Chamava-o de curubal. Imagine! Curubal! Qualquer coisa era motivo para essas desfeitas. Podia estar onde estivesse, na presença de qualquer um, quantos fossem a observar, era a mesma coisa:
–“Curubal”!
A pequena tivera um namorado em cidade próxima, uma capital vizinha. Sujeito alto, moreno, forte, olhos verdes, um deus grego tupiniquim. Era a descrição feita por ela própria. O homem gostava de farras, noitadas, festas e diversões. Nada de trabalho, responsabilidades, enfim, um borra-botas. Leitura, só de gibi. Artes? Só a de amar. Resumindo: uma quimera feminina do mundo pós-moderno. Coisa de louco!

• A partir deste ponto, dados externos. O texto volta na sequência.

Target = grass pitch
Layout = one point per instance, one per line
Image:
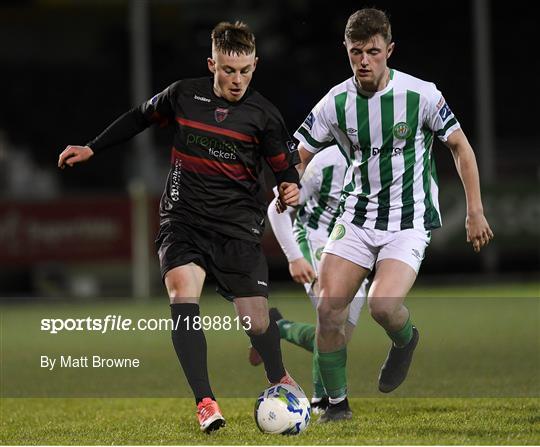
(474, 380)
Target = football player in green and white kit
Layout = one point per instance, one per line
(303, 242)
(384, 120)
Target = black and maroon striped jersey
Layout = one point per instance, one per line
(216, 178)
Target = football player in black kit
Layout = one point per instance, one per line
(213, 208)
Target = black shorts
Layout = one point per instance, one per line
(239, 266)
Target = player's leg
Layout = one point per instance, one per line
(348, 258)
(339, 281)
(397, 268)
(263, 333)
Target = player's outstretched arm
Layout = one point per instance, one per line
(74, 154)
(305, 158)
(478, 231)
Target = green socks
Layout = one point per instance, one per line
(333, 367)
(300, 334)
(403, 336)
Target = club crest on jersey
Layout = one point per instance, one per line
(402, 131)
(220, 114)
(338, 232)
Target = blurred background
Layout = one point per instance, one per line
(69, 68)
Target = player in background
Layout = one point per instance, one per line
(302, 243)
(385, 121)
(213, 209)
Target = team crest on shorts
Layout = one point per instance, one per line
(338, 232)
(402, 131)
(220, 114)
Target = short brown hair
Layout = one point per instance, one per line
(233, 38)
(366, 23)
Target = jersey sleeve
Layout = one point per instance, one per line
(439, 118)
(315, 131)
(278, 148)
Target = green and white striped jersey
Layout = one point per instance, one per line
(387, 136)
(322, 185)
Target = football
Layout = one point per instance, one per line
(282, 409)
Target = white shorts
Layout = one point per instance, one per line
(366, 246)
(316, 241)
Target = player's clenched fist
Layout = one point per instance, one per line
(74, 154)
(289, 195)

Contudo, jovem, bonita, estudiosa, bem empregada, passou a ter acessos de orgulho de matrona. Não era da estirpe que se presta a sustentar latagões desocupados. Merecia homem com pedigree, de genealogia honrada, faltoso como qualquer outro, mas de índole nobre. Aquela situação não podia continuar. Precisava botar ponto final naquela mazela.
Esbarrava, não obstante, em grave problema de ordem, digamos, biológica. Alguns diriam um problema “de pele”: o cabra era, além de tudo, muito gostoso, um vício. E essas coisas, nós sabemos, não se resolvem. Nunca é possível resolver. Como se diz por aí – é mais fácil o mar secar.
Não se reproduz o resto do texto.